Tommy pasó junto a él y se encaminó hacia el remolque de la barca.
– Por fin me he decidido a llevar la barca a casa -dijo Henrik-. ¿Qué vais a hacer, os marcharéis?
– Sí…, volveremos a Copenhague. Pero primero iremos a la casa de los faros. -Tommy señaló hacia el norte con la mano-. A buscar la colección de cuadros. ¿Vienes con nosotros?
Él negó con la cabeza. Vio que Freddy había colocado el televisor en el coche y había regresado al cobertizo.
– No, no tengo tiempo -contestó-. Como te he dicho, me voy a llevar la barca a casa.
– Sí, sí -replicó Tommy, y estudió el remolque-. ¿Dónde la vas a dejar durante el invierno?
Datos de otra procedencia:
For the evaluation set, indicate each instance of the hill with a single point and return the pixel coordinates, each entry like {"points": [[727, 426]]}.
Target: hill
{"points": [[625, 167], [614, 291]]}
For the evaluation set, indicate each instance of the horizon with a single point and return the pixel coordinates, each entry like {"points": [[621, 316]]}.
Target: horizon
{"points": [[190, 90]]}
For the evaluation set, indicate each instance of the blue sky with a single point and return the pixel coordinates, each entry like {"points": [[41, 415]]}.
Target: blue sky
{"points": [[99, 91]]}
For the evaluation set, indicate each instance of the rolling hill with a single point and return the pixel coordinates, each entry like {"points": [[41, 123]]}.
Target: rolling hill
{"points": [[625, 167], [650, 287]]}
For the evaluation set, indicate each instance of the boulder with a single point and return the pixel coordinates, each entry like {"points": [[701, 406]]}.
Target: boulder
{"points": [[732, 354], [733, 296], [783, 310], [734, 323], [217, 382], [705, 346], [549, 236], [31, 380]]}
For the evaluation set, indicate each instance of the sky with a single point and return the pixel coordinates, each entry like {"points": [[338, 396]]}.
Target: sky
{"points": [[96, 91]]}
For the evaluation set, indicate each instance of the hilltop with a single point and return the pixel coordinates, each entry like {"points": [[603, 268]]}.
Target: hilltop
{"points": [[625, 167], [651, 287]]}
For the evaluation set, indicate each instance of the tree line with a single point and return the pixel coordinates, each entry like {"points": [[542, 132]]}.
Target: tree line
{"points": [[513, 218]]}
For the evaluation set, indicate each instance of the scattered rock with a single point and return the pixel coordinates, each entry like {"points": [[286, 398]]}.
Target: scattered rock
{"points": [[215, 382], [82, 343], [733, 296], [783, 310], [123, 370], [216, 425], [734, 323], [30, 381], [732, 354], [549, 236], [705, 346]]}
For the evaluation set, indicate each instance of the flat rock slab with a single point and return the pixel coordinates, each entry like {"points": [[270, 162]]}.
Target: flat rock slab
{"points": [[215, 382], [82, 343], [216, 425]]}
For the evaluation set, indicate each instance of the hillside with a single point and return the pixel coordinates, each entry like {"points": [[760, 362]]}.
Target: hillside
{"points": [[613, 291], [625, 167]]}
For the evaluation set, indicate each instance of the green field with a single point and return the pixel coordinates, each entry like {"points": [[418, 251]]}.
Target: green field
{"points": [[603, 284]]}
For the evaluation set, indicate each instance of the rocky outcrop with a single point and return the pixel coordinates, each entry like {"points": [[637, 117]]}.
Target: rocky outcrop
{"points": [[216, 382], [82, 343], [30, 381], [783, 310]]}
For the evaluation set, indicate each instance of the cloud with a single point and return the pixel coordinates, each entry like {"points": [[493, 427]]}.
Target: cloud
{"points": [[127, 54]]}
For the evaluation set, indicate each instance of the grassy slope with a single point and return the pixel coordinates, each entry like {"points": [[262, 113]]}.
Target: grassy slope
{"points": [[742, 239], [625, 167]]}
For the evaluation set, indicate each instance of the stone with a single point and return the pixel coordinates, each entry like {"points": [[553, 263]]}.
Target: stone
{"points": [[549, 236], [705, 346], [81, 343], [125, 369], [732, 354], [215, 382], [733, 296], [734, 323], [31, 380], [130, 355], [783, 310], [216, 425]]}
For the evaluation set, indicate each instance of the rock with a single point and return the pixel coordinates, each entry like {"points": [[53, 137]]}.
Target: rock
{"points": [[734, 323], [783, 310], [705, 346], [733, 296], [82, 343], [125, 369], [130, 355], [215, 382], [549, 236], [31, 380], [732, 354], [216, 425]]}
– En Borgholm…, detrás de un garaje.
Tommy tiró de la cuerda que sujetaba la lona y preguntó:
– ¿Y allí no te la quitarán?
– Está vallado.
El pulso de Henrik se aceleró. Debería haber usado más cuerdas y haber atado la lona con más fuerza. Para desviar la atención de Tommy empezó a hablar de nuevo.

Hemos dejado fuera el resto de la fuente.